Showing that an element is not in a field extension

[Mr Davis 97]

Homework Statement

Let $K = \mathbb{Q} (1, a_1, a_2, \dots, a_n)$, which is the smallest field containing $\mathbb{Q}$ and $a_1, a_2, \dots, a_n$, where each $a_i$ is the square root of a rational
number. Show that the cube root of 2 is not an element of K.

Homework Equations

The Attempt at a Solution

I need some pointers.

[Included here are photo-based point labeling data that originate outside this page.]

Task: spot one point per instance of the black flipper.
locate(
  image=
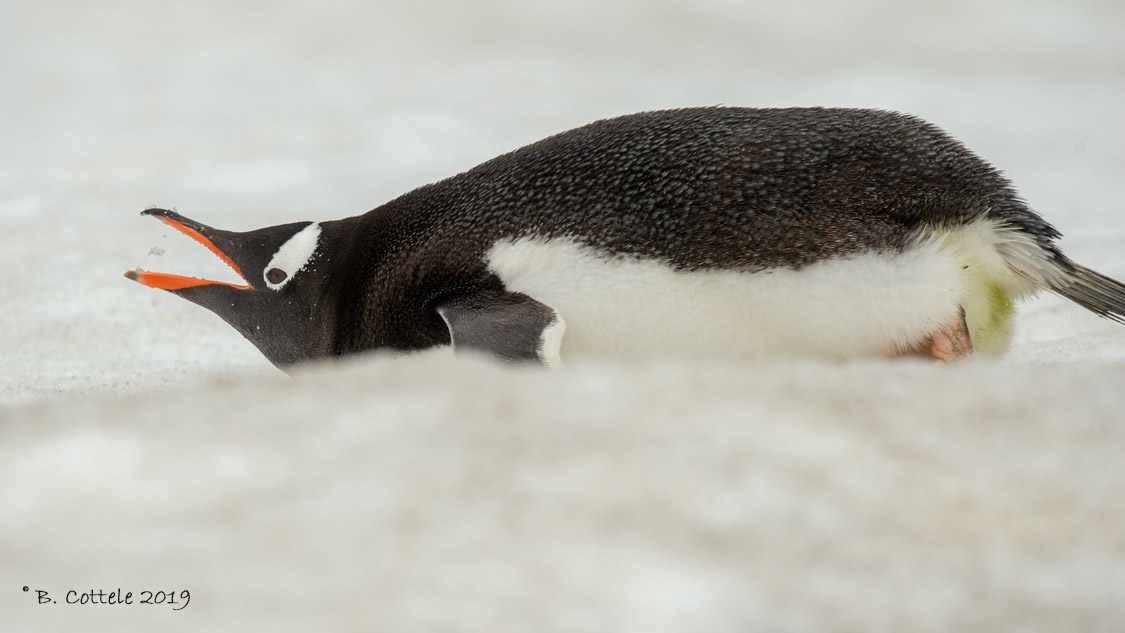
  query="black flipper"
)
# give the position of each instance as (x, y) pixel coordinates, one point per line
(510, 325)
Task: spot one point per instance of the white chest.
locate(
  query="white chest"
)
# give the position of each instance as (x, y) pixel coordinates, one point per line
(866, 305)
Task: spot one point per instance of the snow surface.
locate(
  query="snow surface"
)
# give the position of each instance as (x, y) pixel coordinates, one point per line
(146, 445)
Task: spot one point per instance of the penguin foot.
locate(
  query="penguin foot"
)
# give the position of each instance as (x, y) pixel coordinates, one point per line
(952, 342)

I am thinking about making an argument with degrees. That is, looking at the degree of $K$ over $\mathbb{Q}$ and seeing how that relates to the degree of $\mathbb{Q}(2^{1/3})$ over $\mathbb{Q}$, such as whether the latter is a divisor of the former.

 

[fresh_42]

Homework Statement

Let $K = \mathbb{Q} (1, a_1, a_2, \dots, a_n)$, which is the smallest field containing $\mathbb{Q}$ and $a_1, a_2, \dots, a_n$, where each $a_i$ is the square root of a rational
number. Show that the cube root of 2 is not an element of K.

Homework Equations

The Attempt at a Solution

I need some pointers. I am thinking about making an argument with degrees. That is, looking at the degree of $K$ over $\mathbb{Q}$ and seeing how that relates to the degree of $\mathbb{Q}(2^{1/3})$ over $\mathbb{Q}$, such as whether the latter is a divisor of the former.

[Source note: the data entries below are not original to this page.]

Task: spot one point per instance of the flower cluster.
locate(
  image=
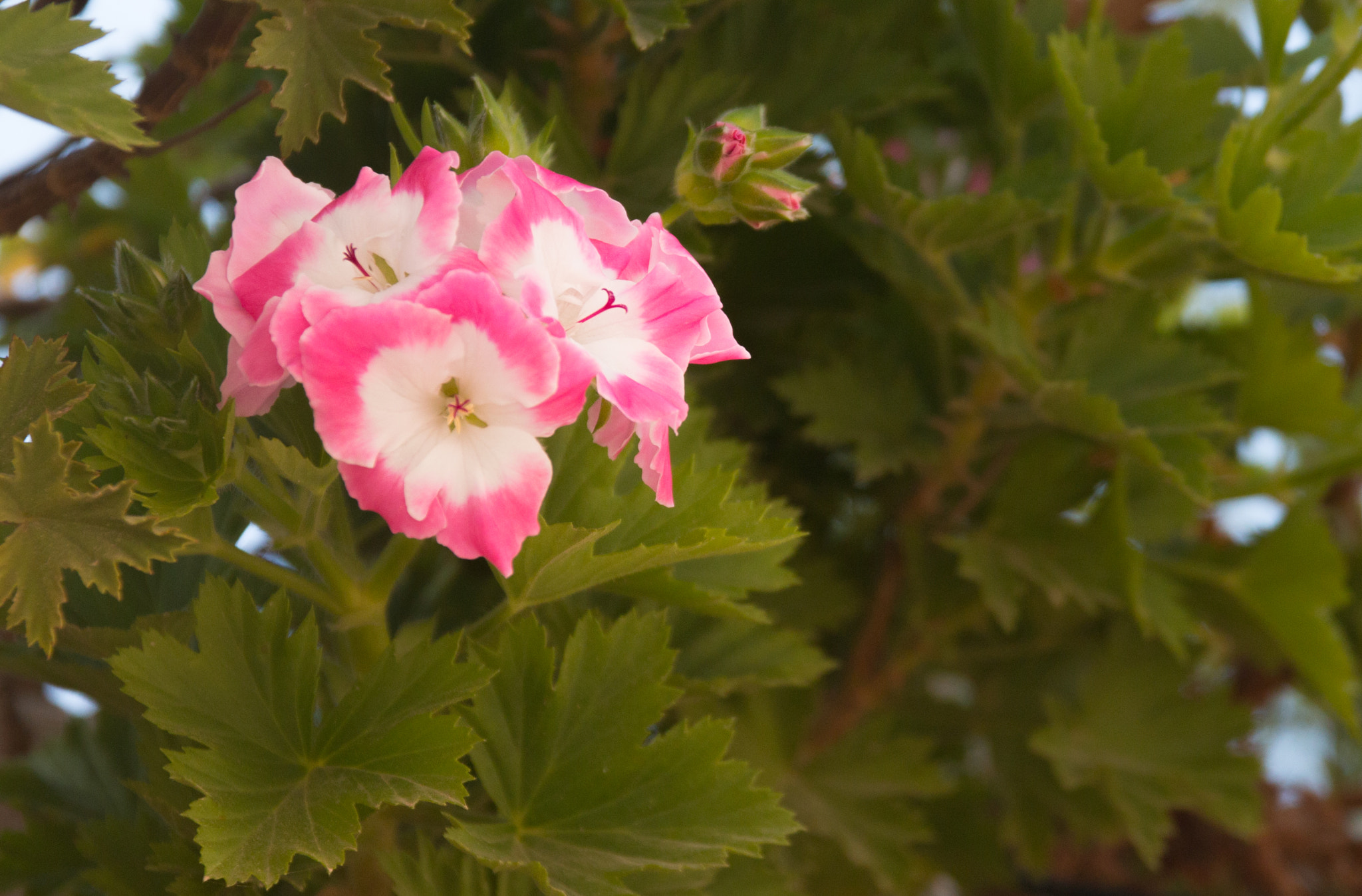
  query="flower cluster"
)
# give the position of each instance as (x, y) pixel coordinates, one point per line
(443, 324)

Sounds good. Alternatively, by foot so to say, you could prove it by contradiction. Assume $\sqrt[3]{2} \in \mathbb{Q}(a_1, \ldots ,a_n)$. This means, there is a polynomial $f(x_1,\ldots , x_n) \in \mathbb{Q}[x_1,\ldots , x_n]$ with $f(a_1,\ldots , a_n)^3=2$. Now use the fact, that all powers of the $a_i$ are either $0$ or $1$, even in $f^3$, and deduce the contradiction.

 

[Mr Davis 97]

Sounds good. Alternatively, by foot so to say, you could prove it by contradiction. Assume $\sqrt[3]{2} \in \mathbb{Q}(a_1, \ldots ,a_n)$. This means, there is a polynomial $f(x_1,\ldots , x_n) \in \mathbb{Q}[x_1,\ldots , x_n]$ with $f(a_1,\ldots , a_n)^3=2$. Now use the fact, that all powers of the $a_i$ are either $0$ or $1$, even in $f^3$, and deduce the contradiction.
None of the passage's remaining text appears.